Cory’s dissenting reasons in Rodriguez v. British Columbia (Attorney General), [1993] 3 S.C.R. 519 are also powerful, David wrote, “articulating what was then the most liberal conception of the right to die with dignity in Canadian law,” and would have gone even further, finding that “the Criminal Code prohibitions also violated the right to life, as ‘[d]ying is an integral part of living.’”

And as fate would have it, legislation to amend the Criminal Code in respect of medical assistance in dying (MAID) was introduced in Parliament in February by Minister Lametti, Justice Cory’s former law clerk.

“Peter was intelligent, kind and generous,” Lametti told Canadian Lawyer. “He was fair-minded and fair, with a playful love of a pun and a wonderful sense of humour. He loved to write, and loved alliteration and other word play. I have tried to follow his example every day of my life; indeed, I try to treat my colleagues and teams the way in which he treated his judicial colleagues and clerks.

“Peter Cory was an inspirational mentor and role model.

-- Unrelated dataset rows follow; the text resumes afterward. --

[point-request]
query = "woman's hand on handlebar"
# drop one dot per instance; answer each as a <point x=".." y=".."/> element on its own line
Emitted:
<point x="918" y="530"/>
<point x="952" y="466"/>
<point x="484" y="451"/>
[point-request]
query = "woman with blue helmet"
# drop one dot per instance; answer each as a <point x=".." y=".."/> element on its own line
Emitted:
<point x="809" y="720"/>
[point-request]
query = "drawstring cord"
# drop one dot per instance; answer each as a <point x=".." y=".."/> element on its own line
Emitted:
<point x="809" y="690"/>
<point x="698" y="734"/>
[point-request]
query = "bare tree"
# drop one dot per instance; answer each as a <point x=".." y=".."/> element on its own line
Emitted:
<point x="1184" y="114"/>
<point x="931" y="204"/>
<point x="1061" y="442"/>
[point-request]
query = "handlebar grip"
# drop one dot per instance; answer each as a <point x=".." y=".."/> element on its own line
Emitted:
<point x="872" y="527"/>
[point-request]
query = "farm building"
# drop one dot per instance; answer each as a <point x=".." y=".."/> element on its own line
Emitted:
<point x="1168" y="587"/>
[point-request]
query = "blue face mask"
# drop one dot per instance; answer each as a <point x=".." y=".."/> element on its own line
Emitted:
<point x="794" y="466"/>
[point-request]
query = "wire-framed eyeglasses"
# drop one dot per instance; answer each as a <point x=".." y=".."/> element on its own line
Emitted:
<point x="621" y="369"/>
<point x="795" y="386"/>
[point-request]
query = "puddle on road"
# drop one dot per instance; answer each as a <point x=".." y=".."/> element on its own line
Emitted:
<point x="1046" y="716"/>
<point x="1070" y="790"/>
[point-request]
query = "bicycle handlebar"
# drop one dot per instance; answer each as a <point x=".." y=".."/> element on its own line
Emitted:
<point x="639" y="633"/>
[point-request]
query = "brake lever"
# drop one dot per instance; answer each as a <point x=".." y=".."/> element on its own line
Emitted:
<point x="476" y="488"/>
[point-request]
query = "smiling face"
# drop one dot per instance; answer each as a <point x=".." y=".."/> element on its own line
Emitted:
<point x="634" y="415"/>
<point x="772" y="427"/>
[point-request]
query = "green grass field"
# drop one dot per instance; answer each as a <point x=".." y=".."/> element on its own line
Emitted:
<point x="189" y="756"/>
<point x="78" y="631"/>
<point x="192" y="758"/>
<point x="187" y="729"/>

We will best honour his life and service by emulating his virtue and kindness.”

“I have held Peter out as the paragon of a good jurist,” Jensen wrote. “I always ask myself: ‘would Peter do this?’ before I do something. Would he speak to opposing counsel like that, would he tell a junior he was too busy to discuss his memo right now, would he write a decision like that? I have tried to follow Peter’s example that no matter how much stress one is feeling, no matter how hard the case is, one must always strive to do justice and to show kindness.”

One of those acts, Jensen recalls, occurred when she was on maternity leave with her first child “and having a bit of a rough go. Peter called out of the blue to offer his congratulations and, quickly picking up on the tenor of my voice, he said ‘these times with a new baby can be very difficult. You don’t sleep well and you don’t know what to do with the screaming mess. But it will get easier. You learn how to be a good parent just as you learn how to be a good lawyer, one day at a time.’”

Cory treated his clerks as extended family, she says, “staying in touch with us all and convening regular reunions. I am tremendously proud of my Cory ‘siblings’ who have all gone on to hold senior positions in the social, legal and political institutions of Canada, bringing with them the strong sense of decency, fairness and commitment to others that Peter cultivated in them.”

Cory is survived by his three sons, Christopher, Andrew and Robert. His wife, the former Edith Nash, predeceased him. Cory had lived in Mississauga, Ontario, in the Greater Toronto Area, since 2002.